Memang benar bahwa agama adalah sebuah cara yang pada akhirnya menjadi sumber kepatuhan dan penerimaan, dan bukan pada sesuatu yang patut untuk dipertanyakan. Namun bagaimanapun juga, persepsi yang benar tentang agama tidak akan pernah bertentangan dengan kondisi pikiran manusia, karena fakta bahwa baik agama maupun pikiran, keduanya berasal dari Tuhan. Oleh karena itu, agama yang benar akan menerima informasi tentang alam semesta yang datang melalui pertanyaan intelektual sebagai cara untuk memperoleh pengetahuan tentang Tuhan; sehingga konsekuensi dari hal ini adalah hubungan antara pikiran dengan hati.
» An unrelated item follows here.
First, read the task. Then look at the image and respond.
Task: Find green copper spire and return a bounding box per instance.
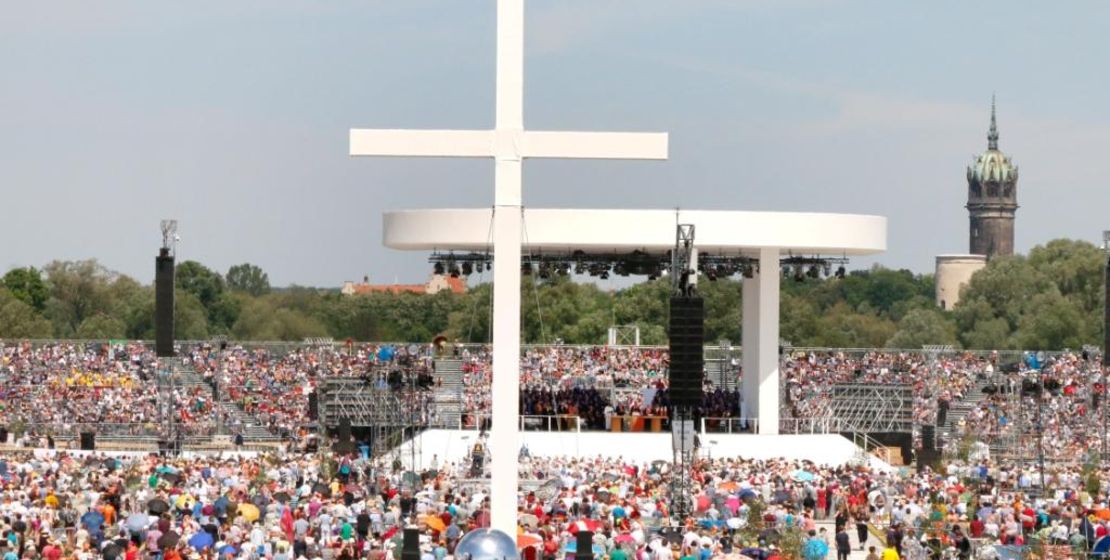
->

Agama yang benar akan menutrisi hati sedemikian rupa, sehingga cinta yang memancar di dalamnya akan memberikan momentum bagi investigasi dari pikiran, memungkinkan pengetahuan yang lebih besar tentang Tuhan diperoleh, yang pada akhirnya akan meningkatkan rasa cinta pada Tuhan, dan dengan demikian, menghubungkan hati pada pikiran. Tidak adanya hubungan siklus sejati antara pikiran dan hati inilah yang menghasilkan pikiran tak terkontrol, tidak terdidik, dan suka mengidolakan diri sendiri sehingga mendorong ego menciptakan lingkaran buruk di mana ego akan menjadi pendorong bagi pikiran. Oleh karena itu, pertanyaannya adalah “Bagaimana seseorang dapat mencapai kesatuan antara pikiran dan hati sehingga pendidikan bagi orang-orang yang bertalenta khusus akan menjadikan mereka menjadi manusia-manusia berkhidmah yang rendah hati kepada masyarakat dan kepada Tuhan?”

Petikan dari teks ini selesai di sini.